As for the cotton pickers, I similarly don't deny that there were early experiments in producing such a machine. However I do recognize, along with every single source in the world (except you and this mythical evidence that you refuse to show), that those early experiments didn't work well enough to be adopted and that it was the Rust brothers, after years of development, who produced the first practical mechanical cotton picker in the late 1930s. I've presented a dozen different academic sources that say as much while you've presented none (except to tell me to take it up with the agricultural curator at the Smithsonian, and we've all seen how that worked out for you).

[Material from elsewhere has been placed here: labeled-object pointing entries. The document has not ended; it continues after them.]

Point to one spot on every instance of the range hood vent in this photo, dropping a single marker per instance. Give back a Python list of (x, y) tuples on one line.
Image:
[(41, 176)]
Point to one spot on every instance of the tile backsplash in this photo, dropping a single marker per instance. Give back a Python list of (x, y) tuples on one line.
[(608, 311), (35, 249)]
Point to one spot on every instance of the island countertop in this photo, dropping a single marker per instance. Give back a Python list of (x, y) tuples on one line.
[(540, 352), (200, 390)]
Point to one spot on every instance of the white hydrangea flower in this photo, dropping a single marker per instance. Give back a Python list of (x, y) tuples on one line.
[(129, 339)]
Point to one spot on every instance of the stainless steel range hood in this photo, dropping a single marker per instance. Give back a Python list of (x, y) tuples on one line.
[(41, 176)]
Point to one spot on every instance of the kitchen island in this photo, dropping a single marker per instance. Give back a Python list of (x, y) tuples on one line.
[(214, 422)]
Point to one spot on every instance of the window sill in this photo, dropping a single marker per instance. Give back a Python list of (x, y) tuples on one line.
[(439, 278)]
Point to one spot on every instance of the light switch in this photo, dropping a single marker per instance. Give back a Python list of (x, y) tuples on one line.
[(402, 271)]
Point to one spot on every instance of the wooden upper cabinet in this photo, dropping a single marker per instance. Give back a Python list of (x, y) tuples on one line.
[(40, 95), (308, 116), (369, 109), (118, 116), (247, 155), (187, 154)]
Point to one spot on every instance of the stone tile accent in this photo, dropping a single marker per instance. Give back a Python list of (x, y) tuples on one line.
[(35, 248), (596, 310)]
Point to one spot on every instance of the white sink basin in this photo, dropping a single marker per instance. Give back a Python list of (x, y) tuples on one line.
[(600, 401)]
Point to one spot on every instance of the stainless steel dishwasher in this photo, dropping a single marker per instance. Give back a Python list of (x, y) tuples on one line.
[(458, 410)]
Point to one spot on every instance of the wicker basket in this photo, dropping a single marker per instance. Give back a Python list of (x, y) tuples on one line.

I assume that this 1850s cotton picker you've talked about is the Rembert-Prescott machine. Why wasn't this machine immediately adopted by the south? Could it be because it didn't work? In the period between 1850s and the 1930s, literally hundreds of patents were issued to mechanical cotton pickers. Why weren't they adopted? You want to claim it's because the south was still too poor, but you can't explain why cotton farmers in California didn't adopt them either. You can't explain why both California and the south adopted mechanical picking at the same time. Again you concoct ludicrous theories to deny the obvious--cotton mechanized when the machines to do it efficiently appeared on the scene, at which time it mechanized in both the south and California.
The fact is, you don't even try to reconcile these problems with your theory. If you were an honest debater, I might have a shred of respect for you. But your sole technique is to assert something, then, when questioned about it, to begin spouting these tedious, predictable rants. You don't present evidence, only invective. Doesn't it tell you anything that none of the other neo-rebs, with their vast libraries of information, have ever chimed in in your defense on this subject?